Spectrum AUC Difference (SAUCD): Human-aligned 3D Shape Evaluation
This work addresses the inconsistency between automated 3D shape evaluation metrics and human perception, which is crucial for applications in computer graphics and vision, though it is incremental as it builds on spectral analysis methods.
The authors tackled the problem of evaluating 3D mesh shapes by proposing SAUCD, a metric that better aligns with human perception by considering both overall and local details, and demonstrated its superiority over existing metrics with a high correlation to human evaluations from over 800 subjects.

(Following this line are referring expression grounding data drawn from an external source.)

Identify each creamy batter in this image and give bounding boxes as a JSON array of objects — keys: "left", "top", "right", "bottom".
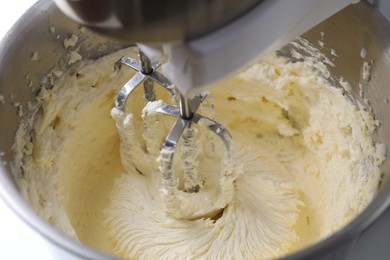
[{"left": 14, "top": 41, "right": 385, "bottom": 259}]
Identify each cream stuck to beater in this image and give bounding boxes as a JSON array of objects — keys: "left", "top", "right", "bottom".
[{"left": 13, "top": 39, "right": 385, "bottom": 259}]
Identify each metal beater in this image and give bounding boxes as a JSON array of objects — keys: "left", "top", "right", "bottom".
[{"left": 113, "top": 49, "right": 233, "bottom": 218}]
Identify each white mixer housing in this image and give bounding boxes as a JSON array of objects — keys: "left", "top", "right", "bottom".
[{"left": 161, "top": 0, "right": 356, "bottom": 97}]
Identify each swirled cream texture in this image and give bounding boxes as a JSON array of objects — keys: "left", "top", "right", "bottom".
[{"left": 15, "top": 42, "right": 384, "bottom": 259}]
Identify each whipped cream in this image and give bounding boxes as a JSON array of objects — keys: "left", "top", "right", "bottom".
[{"left": 13, "top": 41, "right": 384, "bottom": 259}]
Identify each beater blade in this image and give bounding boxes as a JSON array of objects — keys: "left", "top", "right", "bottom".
[{"left": 112, "top": 49, "right": 238, "bottom": 220}]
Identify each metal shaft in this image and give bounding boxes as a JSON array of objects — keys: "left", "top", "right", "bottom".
[
  {"left": 139, "top": 50, "right": 152, "bottom": 74},
  {"left": 139, "top": 50, "right": 156, "bottom": 102},
  {"left": 179, "top": 94, "right": 193, "bottom": 119}
]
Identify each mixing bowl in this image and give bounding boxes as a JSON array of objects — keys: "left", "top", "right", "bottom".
[{"left": 0, "top": 1, "right": 389, "bottom": 259}]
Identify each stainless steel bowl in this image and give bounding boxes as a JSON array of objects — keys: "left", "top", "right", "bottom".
[{"left": 0, "top": 1, "right": 389, "bottom": 259}]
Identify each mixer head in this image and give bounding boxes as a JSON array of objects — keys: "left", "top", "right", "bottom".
[{"left": 54, "top": 0, "right": 355, "bottom": 96}]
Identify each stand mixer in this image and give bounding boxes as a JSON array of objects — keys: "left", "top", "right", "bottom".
[
  {"left": 53, "top": 0, "right": 356, "bottom": 219},
  {"left": 1, "top": 1, "right": 390, "bottom": 259}
]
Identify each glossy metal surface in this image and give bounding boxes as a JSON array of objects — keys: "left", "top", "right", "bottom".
[
  {"left": 0, "top": 1, "right": 389, "bottom": 259},
  {"left": 53, "top": 0, "right": 264, "bottom": 42},
  {"left": 115, "top": 56, "right": 165, "bottom": 111}
]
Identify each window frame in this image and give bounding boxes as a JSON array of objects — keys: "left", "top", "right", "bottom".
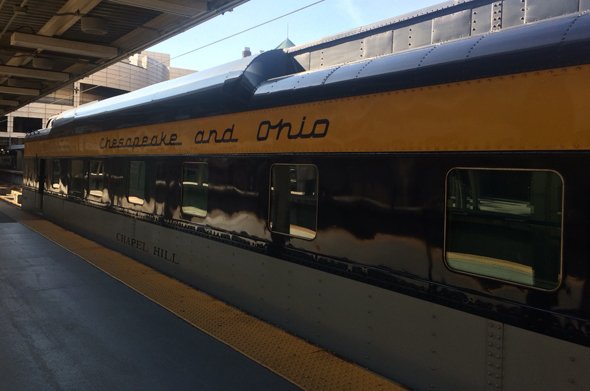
[
  {"left": 268, "top": 163, "right": 319, "bottom": 241},
  {"left": 180, "top": 162, "right": 209, "bottom": 218},
  {"left": 443, "top": 166, "right": 564, "bottom": 291}
]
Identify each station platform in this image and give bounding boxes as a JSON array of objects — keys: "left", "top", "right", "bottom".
[{"left": 0, "top": 200, "right": 403, "bottom": 390}]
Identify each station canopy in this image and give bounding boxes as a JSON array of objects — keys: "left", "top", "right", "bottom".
[{"left": 0, "top": 0, "right": 248, "bottom": 115}]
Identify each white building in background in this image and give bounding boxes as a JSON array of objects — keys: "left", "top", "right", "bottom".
[{"left": 0, "top": 51, "right": 195, "bottom": 151}]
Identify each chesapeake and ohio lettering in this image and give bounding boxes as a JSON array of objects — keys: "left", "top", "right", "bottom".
[
  {"left": 100, "top": 131, "right": 181, "bottom": 150},
  {"left": 99, "top": 116, "right": 331, "bottom": 150},
  {"left": 257, "top": 117, "right": 330, "bottom": 141},
  {"left": 194, "top": 124, "right": 238, "bottom": 144}
]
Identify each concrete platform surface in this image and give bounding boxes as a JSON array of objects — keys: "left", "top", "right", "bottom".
[{"left": 0, "top": 206, "right": 299, "bottom": 391}]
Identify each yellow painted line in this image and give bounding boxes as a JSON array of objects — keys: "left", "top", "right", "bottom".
[{"left": 2, "top": 203, "right": 405, "bottom": 391}]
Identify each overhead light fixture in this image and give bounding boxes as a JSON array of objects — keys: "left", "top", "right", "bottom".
[
  {"left": 0, "top": 85, "right": 39, "bottom": 96},
  {"left": 0, "top": 65, "right": 69, "bottom": 82},
  {"left": 0, "top": 99, "right": 19, "bottom": 107},
  {"left": 10, "top": 32, "right": 118, "bottom": 59},
  {"left": 81, "top": 17, "right": 108, "bottom": 36},
  {"left": 109, "top": 0, "right": 207, "bottom": 17}
]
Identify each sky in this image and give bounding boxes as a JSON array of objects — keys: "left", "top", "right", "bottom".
[{"left": 149, "top": 0, "right": 445, "bottom": 71}]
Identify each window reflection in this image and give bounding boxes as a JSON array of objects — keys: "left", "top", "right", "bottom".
[
  {"left": 446, "top": 169, "right": 562, "bottom": 290},
  {"left": 24, "top": 158, "right": 36, "bottom": 188},
  {"left": 128, "top": 160, "right": 145, "bottom": 205},
  {"left": 182, "top": 163, "right": 208, "bottom": 217},
  {"left": 88, "top": 160, "right": 105, "bottom": 198},
  {"left": 50, "top": 159, "right": 61, "bottom": 191},
  {"left": 270, "top": 164, "right": 318, "bottom": 240},
  {"left": 69, "top": 159, "right": 85, "bottom": 198}
]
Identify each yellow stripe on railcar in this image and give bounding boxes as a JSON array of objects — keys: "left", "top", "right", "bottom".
[{"left": 25, "top": 65, "right": 590, "bottom": 158}]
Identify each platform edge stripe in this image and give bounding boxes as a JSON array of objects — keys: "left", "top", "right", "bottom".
[{"left": 3, "top": 204, "right": 405, "bottom": 391}]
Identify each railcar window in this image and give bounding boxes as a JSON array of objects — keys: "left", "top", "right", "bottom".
[
  {"left": 269, "top": 164, "right": 318, "bottom": 240},
  {"left": 445, "top": 168, "right": 562, "bottom": 290},
  {"left": 181, "top": 163, "right": 208, "bottom": 217},
  {"left": 50, "top": 159, "right": 61, "bottom": 191},
  {"left": 69, "top": 159, "right": 85, "bottom": 198},
  {"left": 128, "top": 160, "right": 145, "bottom": 205},
  {"left": 88, "top": 160, "right": 105, "bottom": 198},
  {"left": 24, "top": 158, "right": 36, "bottom": 188}
]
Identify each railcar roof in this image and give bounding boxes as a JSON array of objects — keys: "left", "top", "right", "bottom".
[
  {"left": 27, "top": 12, "right": 590, "bottom": 140},
  {"left": 56, "top": 55, "right": 265, "bottom": 122},
  {"left": 35, "top": 49, "right": 302, "bottom": 137},
  {"left": 252, "top": 12, "right": 590, "bottom": 106}
]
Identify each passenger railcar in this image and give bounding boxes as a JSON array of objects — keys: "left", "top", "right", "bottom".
[{"left": 22, "top": 10, "right": 590, "bottom": 390}]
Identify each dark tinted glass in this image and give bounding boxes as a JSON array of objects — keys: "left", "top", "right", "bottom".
[
  {"left": 182, "top": 163, "right": 208, "bottom": 217},
  {"left": 128, "top": 160, "right": 146, "bottom": 204},
  {"left": 50, "top": 159, "right": 61, "bottom": 191},
  {"left": 270, "top": 164, "right": 318, "bottom": 240},
  {"left": 88, "top": 160, "right": 105, "bottom": 199},
  {"left": 24, "top": 158, "right": 36, "bottom": 188},
  {"left": 69, "top": 159, "right": 85, "bottom": 198},
  {"left": 446, "top": 169, "right": 562, "bottom": 290}
]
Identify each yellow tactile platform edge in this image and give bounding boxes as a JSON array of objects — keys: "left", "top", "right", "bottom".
[{"left": 3, "top": 204, "right": 405, "bottom": 391}]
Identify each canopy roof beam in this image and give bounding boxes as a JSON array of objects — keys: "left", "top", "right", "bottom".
[
  {"left": 0, "top": 65, "right": 69, "bottom": 82},
  {"left": 108, "top": 0, "right": 208, "bottom": 17},
  {"left": 0, "top": 85, "right": 40, "bottom": 96},
  {"left": 10, "top": 33, "right": 118, "bottom": 59}
]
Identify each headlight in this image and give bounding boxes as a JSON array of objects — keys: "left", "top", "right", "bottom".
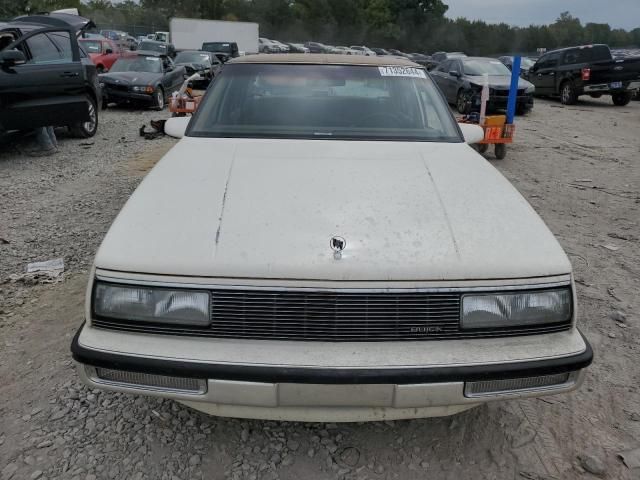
[
  {"left": 525, "top": 84, "right": 535, "bottom": 94},
  {"left": 131, "top": 85, "right": 154, "bottom": 93},
  {"left": 93, "top": 282, "right": 210, "bottom": 326},
  {"left": 461, "top": 288, "right": 571, "bottom": 329}
]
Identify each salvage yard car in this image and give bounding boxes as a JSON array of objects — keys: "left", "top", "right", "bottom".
[
  {"left": 100, "top": 52, "right": 185, "bottom": 110},
  {"left": 72, "top": 54, "right": 592, "bottom": 422},
  {"left": 173, "top": 50, "right": 222, "bottom": 88},
  {"left": 0, "top": 13, "right": 99, "bottom": 138},
  {"left": 79, "top": 37, "right": 125, "bottom": 73},
  {"left": 431, "top": 56, "right": 535, "bottom": 114},
  {"left": 529, "top": 44, "right": 640, "bottom": 106}
]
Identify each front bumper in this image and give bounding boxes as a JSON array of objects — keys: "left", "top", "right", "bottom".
[
  {"left": 72, "top": 323, "right": 592, "bottom": 421},
  {"left": 487, "top": 94, "right": 534, "bottom": 111},
  {"left": 584, "top": 80, "right": 640, "bottom": 93},
  {"left": 103, "top": 88, "right": 154, "bottom": 104}
]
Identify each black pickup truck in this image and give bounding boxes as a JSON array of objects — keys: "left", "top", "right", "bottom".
[{"left": 529, "top": 44, "right": 640, "bottom": 106}]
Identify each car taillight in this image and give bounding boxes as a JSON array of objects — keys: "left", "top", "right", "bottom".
[{"left": 581, "top": 68, "right": 591, "bottom": 81}]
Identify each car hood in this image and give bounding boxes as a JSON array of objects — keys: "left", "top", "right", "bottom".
[
  {"left": 175, "top": 62, "right": 207, "bottom": 70},
  {"left": 95, "top": 138, "right": 571, "bottom": 281},
  {"left": 99, "top": 71, "right": 161, "bottom": 84},
  {"left": 467, "top": 75, "right": 533, "bottom": 90}
]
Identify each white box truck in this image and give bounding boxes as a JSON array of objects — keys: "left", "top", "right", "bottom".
[{"left": 169, "top": 17, "right": 259, "bottom": 55}]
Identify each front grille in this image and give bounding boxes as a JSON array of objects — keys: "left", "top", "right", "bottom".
[
  {"left": 92, "top": 367, "right": 206, "bottom": 393},
  {"left": 92, "top": 288, "right": 572, "bottom": 342},
  {"left": 490, "top": 88, "right": 526, "bottom": 97},
  {"left": 464, "top": 373, "right": 573, "bottom": 397},
  {"left": 105, "top": 84, "right": 129, "bottom": 92}
]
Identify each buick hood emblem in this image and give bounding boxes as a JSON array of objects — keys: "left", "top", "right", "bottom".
[{"left": 330, "top": 236, "right": 346, "bottom": 258}]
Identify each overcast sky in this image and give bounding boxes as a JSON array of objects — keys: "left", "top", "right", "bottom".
[{"left": 444, "top": 0, "right": 640, "bottom": 31}]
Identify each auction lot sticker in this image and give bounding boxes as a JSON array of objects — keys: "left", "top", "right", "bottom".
[{"left": 378, "top": 66, "right": 427, "bottom": 78}]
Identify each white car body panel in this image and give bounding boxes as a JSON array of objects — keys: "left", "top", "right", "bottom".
[{"left": 95, "top": 137, "right": 571, "bottom": 281}]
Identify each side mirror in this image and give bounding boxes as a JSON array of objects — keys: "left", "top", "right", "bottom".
[
  {"left": 164, "top": 116, "right": 190, "bottom": 139},
  {"left": 458, "top": 123, "right": 485, "bottom": 144},
  {"left": 105, "top": 48, "right": 113, "bottom": 55},
  {"left": 449, "top": 70, "right": 461, "bottom": 78},
  {"left": 0, "top": 49, "right": 27, "bottom": 67}
]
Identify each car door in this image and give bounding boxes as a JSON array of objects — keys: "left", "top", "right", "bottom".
[
  {"left": 430, "top": 60, "right": 451, "bottom": 100},
  {"left": 210, "top": 54, "right": 222, "bottom": 77},
  {"left": 0, "top": 28, "right": 87, "bottom": 131},
  {"left": 161, "top": 56, "right": 182, "bottom": 93},
  {"left": 531, "top": 52, "right": 560, "bottom": 94},
  {"left": 446, "top": 59, "right": 463, "bottom": 101}
]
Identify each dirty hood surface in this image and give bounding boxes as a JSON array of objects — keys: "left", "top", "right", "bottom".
[{"left": 95, "top": 138, "right": 571, "bottom": 281}]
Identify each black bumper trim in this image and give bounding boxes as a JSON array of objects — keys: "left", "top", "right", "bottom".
[{"left": 70, "top": 323, "right": 593, "bottom": 385}]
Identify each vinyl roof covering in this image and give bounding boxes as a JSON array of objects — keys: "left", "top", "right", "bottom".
[{"left": 229, "top": 53, "right": 421, "bottom": 67}]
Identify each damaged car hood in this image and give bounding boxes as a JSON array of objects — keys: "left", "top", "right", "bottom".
[
  {"left": 95, "top": 138, "right": 571, "bottom": 281},
  {"left": 99, "top": 71, "right": 161, "bottom": 85}
]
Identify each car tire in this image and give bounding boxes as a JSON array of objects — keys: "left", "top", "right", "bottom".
[
  {"left": 456, "top": 89, "right": 472, "bottom": 114},
  {"left": 611, "top": 91, "right": 632, "bottom": 106},
  {"left": 476, "top": 143, "right": 489, "bottom": 154},
  {"left": 560, "top": 82, "right": 578, "bottom": 105},
  {"left": 68, "top": 95, "right": 98, "bottom": 138},
  {"left": 494, "top": 144, "right": 507, "bottom": 160},
  {"left": 152, "top": 87, "right": 165, "bottom": 111},
  {"left": 516, "top": 104, "right": 530, "bottom": 115}
]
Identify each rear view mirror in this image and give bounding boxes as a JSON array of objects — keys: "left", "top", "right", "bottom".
[
  {"left": 164, "top": 116, "right": 190, "bottom": 138},
  {"left": 458, "top": 123, "right": 485, "bottom": 144},
  {"left": 0, "top": 49, "right": 26, "bottom": 67},
  {"left": 449, "top": 70, "right": 461, "bottom": 78}
]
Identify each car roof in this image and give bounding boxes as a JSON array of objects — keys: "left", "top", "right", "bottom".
[
  {"left": 229, "top": 53, "right": 420, "bottom": 67},
  {"left": 139, "top": 39, "right": 168, "bottom": 45},
  {"left": 543, "top": 44, "right": 608, "bottom": 55},
  {"left": 135, "top": 50, "right": 167, "bottom": 57}
]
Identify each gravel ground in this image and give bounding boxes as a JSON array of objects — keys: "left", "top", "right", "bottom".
[{"left": 1, "top": 98, "right": 639, "bottom": 480}]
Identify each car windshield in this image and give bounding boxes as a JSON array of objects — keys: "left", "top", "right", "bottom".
[
  {"left": 80, "top": 40, "right": 102, "bottom": 53},
  {"left": 463, "top": 59, "right": 511, "bottom": 75},
  {"left": 138, "top": 41, "right": 167, "bottom": 53},
  {"left": 110, "top": 56, "right": 162, "bottom": 73},
  {"left": 203, "top": 42, "right": 232, "bottom": 53},
  {"left": 189, "top": 64, "right": 461, "bottom": 142},
  {"left": 175, "top": 52, "right": 211, "bottom": 65}
]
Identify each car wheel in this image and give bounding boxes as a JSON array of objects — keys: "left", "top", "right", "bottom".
[
  {"left": 456, "top": 89, "right": 473, "bottom": 114},
  {"left": 152, "top": 87, "right": 165, "bottom": 111},
  {"left": 560, "top": 82, "right": 577, "bottom": 105},
  {"left": 516, "top": 104, "right": 530, "bottom": 115},
  {"left": 494, "top": 144, "right": 507, "bottom": 160},
  {"left": 476, "top": 143, "right": 489, "bottom": 154},
  {"left": 611, "top": 91, "right": 632, "bottom": 106},
  {"left": 69, "top": 95, "right": 98, "bottom": 138}
]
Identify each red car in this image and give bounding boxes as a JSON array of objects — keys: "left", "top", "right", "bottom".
[{"left": 79, "top": 38, "right": 124, "bottom": 73}]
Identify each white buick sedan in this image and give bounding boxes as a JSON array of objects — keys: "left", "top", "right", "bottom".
[{"left": 72, "top": 55, "right": 592, "bottom": 422}]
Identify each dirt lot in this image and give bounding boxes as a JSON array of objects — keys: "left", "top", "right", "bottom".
[{"left": 1, "top": 98, "right": 639, "bottom": 480}]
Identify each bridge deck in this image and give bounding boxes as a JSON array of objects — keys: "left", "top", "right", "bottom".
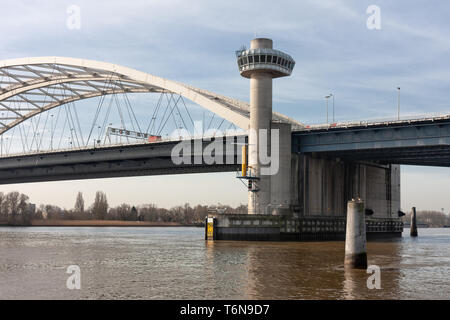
[
  {"left": 293, "top": 115, "right": 450, "bottom": 167},
  {"left": 0, "top": 137, "right": 244, "bottom": 184}
]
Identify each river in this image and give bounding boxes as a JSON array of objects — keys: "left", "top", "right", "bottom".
[{"left": 0, "top": 226, "right": 448, "bottom": 299}]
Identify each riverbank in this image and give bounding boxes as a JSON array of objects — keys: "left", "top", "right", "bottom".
[{"left": 0, "top": 219, "right": 202, "bottom": 227}]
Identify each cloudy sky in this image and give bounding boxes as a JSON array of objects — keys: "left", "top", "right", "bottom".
[{"left": 1, "top": 0, "right": 450, "bottom": 212}]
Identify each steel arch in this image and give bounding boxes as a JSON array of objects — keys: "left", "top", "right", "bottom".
[{"left": 0, "top": 57, "right": 303, "bottom": 134}]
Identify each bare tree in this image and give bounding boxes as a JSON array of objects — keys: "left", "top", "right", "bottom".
[
  {"left": 130, "top": 206, "right": 138, "bottom": 221},
  {"left": 116, "top": 203, "right": 131, "bottom": 220},
  {"left": 74, "top": 191, "right": 85, "bottom": 214},
  {"left": 0, "top": 192, "right": 5, "bottom": 220},
  {"left": 91, "top": 191, "right": 108, "bottom": 219},
  {"left": 4, "top": 191, "right": 30, "bottom": 225}
]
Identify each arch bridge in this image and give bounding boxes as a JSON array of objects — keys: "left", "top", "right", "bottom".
[
  {"left": 2, "top": 55, "right": 450, "bottom": 239},
  {"left": 0, "top": 56, "right": 301, "bottom": 183},
  {"left": 0, "top": 56, "right": 303, "bottom": 136}
]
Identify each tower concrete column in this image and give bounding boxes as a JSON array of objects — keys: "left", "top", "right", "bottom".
[
  {"left": 249, "top": 73, "right": 272, "bottom": 214},
  {"left": 236, "top": 38, "right": 295, "bottom": 215}
]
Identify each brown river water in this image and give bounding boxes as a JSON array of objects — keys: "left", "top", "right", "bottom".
[{"left": 0, "top": 226, "right": 449, "bottom": 299}]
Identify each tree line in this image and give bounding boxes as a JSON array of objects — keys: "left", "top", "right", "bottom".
[
  {"left": 0, "top": 191, "right": 248, "bottom": 226},
  {"left": 0, "top": 191, "right": 33, "bottom": 225},
  {"left": 402, "top": 210, "right": 450, "bottom": 228},
  {"left": 2, "top": 190, "right": 448, "bottom": 228}
]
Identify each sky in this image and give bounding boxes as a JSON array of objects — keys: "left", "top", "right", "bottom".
[{"left": 1, "top": 0, "right": 450, "bottom": 211}]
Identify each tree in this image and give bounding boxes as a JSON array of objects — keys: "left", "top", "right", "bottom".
[
  {"left": 91, "top": 191, "right": 108, "bottom": 219},
  {"left": 4, "top": 191, "right": 30, "bottom": 225},
  {"left": 403, "top": 210, "right": 450, "bottom": 227},
  {"left": 0, "top": 192, "right": 5, "bottom": 220},
  {"left": 116, "top": 203, "right": 131, "bottom": 220},
  {"left": 74, "top": 192, "right": 85, "bottom": 214},
  {"left": 130, "top": 206, "right": 138, "bottom": 221},
  {"left": 6, "top": 191, "right": 20, "bottom": 219}
]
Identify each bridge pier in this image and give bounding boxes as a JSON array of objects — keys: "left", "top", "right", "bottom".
[
  {"left": 208, "top": 37, "right": 405, "bottom": 240},
  {"left": 410, "top": 207, "right": 418, "bottom": 237},
  {"left": 211, "top": 153, "right": 403, "bottom": 241},
  {"left": 344, "top": 199, "right": 368, "bottom": 269},
  {"left": 269, "top": 122, "right": 292, "bottom": 215}
]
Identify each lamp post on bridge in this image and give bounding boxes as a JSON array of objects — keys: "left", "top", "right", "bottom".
[
  {"left": 325, "top": 94, "right": 332, "bottom": 124},
  {"left": 397, "top": 87, "right": 401, "bottom": 120},
  {"left": 36, "top": 132, "right": 40, "bottom": 152},
  {"left": 327, "top": 93, "right": 335, "bottom": 123},
  {"left": 332, "top": 93, "right": 335, "bottom": 123},
  {"left": 50, "top": 114, "right": 54, "bottom": 151}
]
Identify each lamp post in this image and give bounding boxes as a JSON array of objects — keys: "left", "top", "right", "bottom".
[
  {"left": 50, "top": 114, "right": 54, "bottom": 150},
  {"left": 36, "top": 132, "right": 40, "bottom": 152},
  {"left": 397, "top": 87, "right": 401, "bottom": 120},
  {"left": 325, "top": 95, "right": 332, "bottom": 123},
  {"left": 328, "top": 93, "right": 335, "bottom": 123}
]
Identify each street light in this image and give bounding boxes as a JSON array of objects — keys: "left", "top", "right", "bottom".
[
  {"left": 4, "top": 137, "right": 8, "bottom": 155},
  {"left": 397, "top": 87, "right": 401, "bottom": 120},
  {"left": 328, "top": 93, "right": 335, "bottom": 123},
  {"left": 50, "top": 114, "right": 54, "bottom": 150},
  {"left": 325, "top": 95, "right": 332, "bottom": 123},
  {"left": 36, "top": 132, "right": 40, "bottom": 152}
]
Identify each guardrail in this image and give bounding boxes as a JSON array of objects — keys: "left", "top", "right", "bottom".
[
  {"left": 0, "top": 131, "right": 247, "bottom": 159},
  {"left": 299, "top": 112, "right": 450, "bottom": 131}
]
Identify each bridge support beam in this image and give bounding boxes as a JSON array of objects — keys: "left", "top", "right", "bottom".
[{"left": 270, "top": 122, "right": 292, "bottom": 215}]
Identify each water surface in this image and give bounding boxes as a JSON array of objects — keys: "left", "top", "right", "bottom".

Existing 3D mesh shape evaluation metrics mainly focus on the overall shape but are usually less sensitive to local details. This makes them inconsistent with human evaluation, as human perception cares about both overall and detailed shape. In this paper, we propose an analytic metric named Spectrum Area Under the Curve Difference (SAUCD) that demonstrates better consistency with human evaluation. To compare the difference between two shapes, we first transform the 3D mesh to the spectrum domain using the discrete Laplace-Beltrami operator and Fourier transform. Then, we calculate the Area Under the Curve (AUC) difference between the two spectrums, so that each frequency band that captures either the overall or detailed shape is equitably considered. Taking human sensitivity across frequency bands into account, we further extend our metric by learning suitable weights for each frequency band which better aligns with human perception. To measure the performance of SAUCD, we build a 3D mesh evaluation dataset called Shape Grading, along with manual annotations from more than 800 subjects. By measuring the correlation between our metric and human evaluation, we demonstrate that SAUCD is well aligned with human evaluation, and outperforms previous 3D mesh metrics.